The fossil is almost entirely complete except for the tail and parts of the hind legs. Carrano said such a complete skeleton is rare for small prehistoric creatures like this one, as their fragile bones were often destroyed either before they fossilized or when they emerged from an eroded rock formation in our lands. days. Accordingly, rhynchocephali are best known to paleontologists from small fragments of their jaws and teeth.
After Kroehler, Gregor and others freed as much of the tiny fossil from the rock as possible given its fragility, the team, led by DeMar, set about scanning the fossil with computerized tomography (CT) at high resolution, a method that uses multiple x-ray images from different angles to create a 3D representation of the sample. The team used three separate CT scan facilities, including one housed at the National Museum of Natural History, to capture everything they could about the fossil.
Once the fossil bones were digitally rendered with sub-millimeter accuracy, DeMar set about reassembling the scanned bones of the skull, some of which were crushed, displaced or missing from one side, using software to finally create an almost complete 3D. reconstruction. The reconstructed 3D skull now offers researchers an unprecedented look into the head of this Jurassic-age reptile.

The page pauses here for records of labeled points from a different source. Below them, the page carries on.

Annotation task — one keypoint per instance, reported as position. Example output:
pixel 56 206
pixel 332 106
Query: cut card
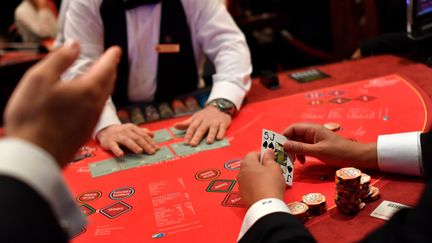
pixel 161 136
pixel 386 209
pixel 275 141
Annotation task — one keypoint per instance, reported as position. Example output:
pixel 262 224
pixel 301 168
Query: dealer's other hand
pixel 60 116
pixel 307 139
pixel 259 181
pixel 129 135
pixel 210 121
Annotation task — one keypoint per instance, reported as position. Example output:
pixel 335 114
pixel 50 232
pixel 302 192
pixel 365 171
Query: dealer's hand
pixel 129 135
pixel 208 121
pixel 259 181
pixel 307 139
pixel 60 116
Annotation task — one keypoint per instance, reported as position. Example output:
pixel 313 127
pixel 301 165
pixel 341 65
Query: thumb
pixel 53 66
pixel 183 125
pixel 268 157
pixel 300 148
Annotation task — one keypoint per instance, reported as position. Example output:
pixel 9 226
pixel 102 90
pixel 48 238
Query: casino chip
pixel 123 115
pixel 137 116
pixel 373 194
pixel 316 203
pixel 365 182
pixel 299 210
pixel 348 190
pixel 332 126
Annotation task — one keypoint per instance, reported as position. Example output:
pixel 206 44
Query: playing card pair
pixel 275 141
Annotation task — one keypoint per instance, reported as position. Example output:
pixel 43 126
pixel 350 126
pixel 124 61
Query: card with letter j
pixel 275 141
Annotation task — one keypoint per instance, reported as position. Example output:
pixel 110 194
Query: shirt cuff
pixel 230 91
pixel 37 168
pixel 107 118
pixel 400 153
pixel 260 209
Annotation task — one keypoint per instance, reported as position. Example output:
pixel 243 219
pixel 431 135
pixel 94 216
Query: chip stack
pixel 165 111
pixel 373 194
pixel 151 113
pixel 123 115
pixel 179 107
pixel 332 126
pixel 348 190
pixel 137 116
pixel 365 183
pixel 192 104
pixel 316 202
pixel 299 210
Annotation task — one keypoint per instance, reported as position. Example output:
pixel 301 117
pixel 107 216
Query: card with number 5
pixel 275 141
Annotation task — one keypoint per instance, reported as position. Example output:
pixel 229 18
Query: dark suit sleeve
pixel 25 215
pixel 277 227
pixel 412 225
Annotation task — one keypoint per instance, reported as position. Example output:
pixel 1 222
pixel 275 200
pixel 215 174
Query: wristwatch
pixel 224 105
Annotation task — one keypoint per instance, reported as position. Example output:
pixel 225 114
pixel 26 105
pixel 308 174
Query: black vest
pixel 176 72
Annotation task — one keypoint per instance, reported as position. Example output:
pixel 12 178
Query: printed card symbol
pixel 82 231
pixel 115 210
pixel 122 193
pixel 365 98
pixel 339 100
pixel 337 92
pixel 207 174
pixel 289 169
pixel 87 209
pixel 271 146
pixel 233 199
pixel 316 102
pixel 89 196
pixel 233 164
pixel 221 186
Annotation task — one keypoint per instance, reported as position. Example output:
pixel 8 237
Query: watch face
pixel 224 104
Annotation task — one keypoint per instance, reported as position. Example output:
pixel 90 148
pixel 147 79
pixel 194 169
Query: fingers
pixel 299 148
pixel 114 147
pixel 250 159
pixel 146 139
pixel 191 132
pixel 184 124
pixel 103 72
pixel 56 63
pixel 213 131
pixel 268 158
pixel 222 130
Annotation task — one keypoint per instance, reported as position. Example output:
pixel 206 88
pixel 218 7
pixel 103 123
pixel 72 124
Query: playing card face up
pixel 275 141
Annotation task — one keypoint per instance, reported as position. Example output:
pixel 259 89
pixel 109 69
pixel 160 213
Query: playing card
pixel 386 209
pixel 182 149
pixel 275 141
pixel 178 133
pixel 161 136
pixel 103 168
pixel 129 161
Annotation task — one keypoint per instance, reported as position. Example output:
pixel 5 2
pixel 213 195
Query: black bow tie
pixel 130 4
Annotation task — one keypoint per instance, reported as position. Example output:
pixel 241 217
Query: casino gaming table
pixel 194 197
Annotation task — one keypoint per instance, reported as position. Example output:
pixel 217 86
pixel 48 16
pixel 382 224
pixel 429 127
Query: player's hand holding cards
pixel 276 141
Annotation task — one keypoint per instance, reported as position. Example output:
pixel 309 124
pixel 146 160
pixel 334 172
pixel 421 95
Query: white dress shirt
pixel 60 39
pixel 397 153
pixel 35 167
pixel 214 34
pixel 35 25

Given OpisthiamimusDue to its small size, the shape of its teeth and its rigid skull, it likely ate insects, DeMar said, adding that harder-shelled prey such as beetles or water bugs could also have been eaten. appear on the menu. Generally speaking, the new species looks a bit like a miniaturized version of its only surviving relative (tuataras are about five times longer).
“Such a complete specimen has enormous potential for making comparisons with fossils collected in the future and for identifying or reclassifying specimens already sitting somewhere in a museum drawer,” DeMar said. “With the 3D models we have, at some point we could also do studies that use software to examine the mechanics of this creature’s jaw.”
Funding and support for this research was provided by the Smithsonian and the Australian Research Council.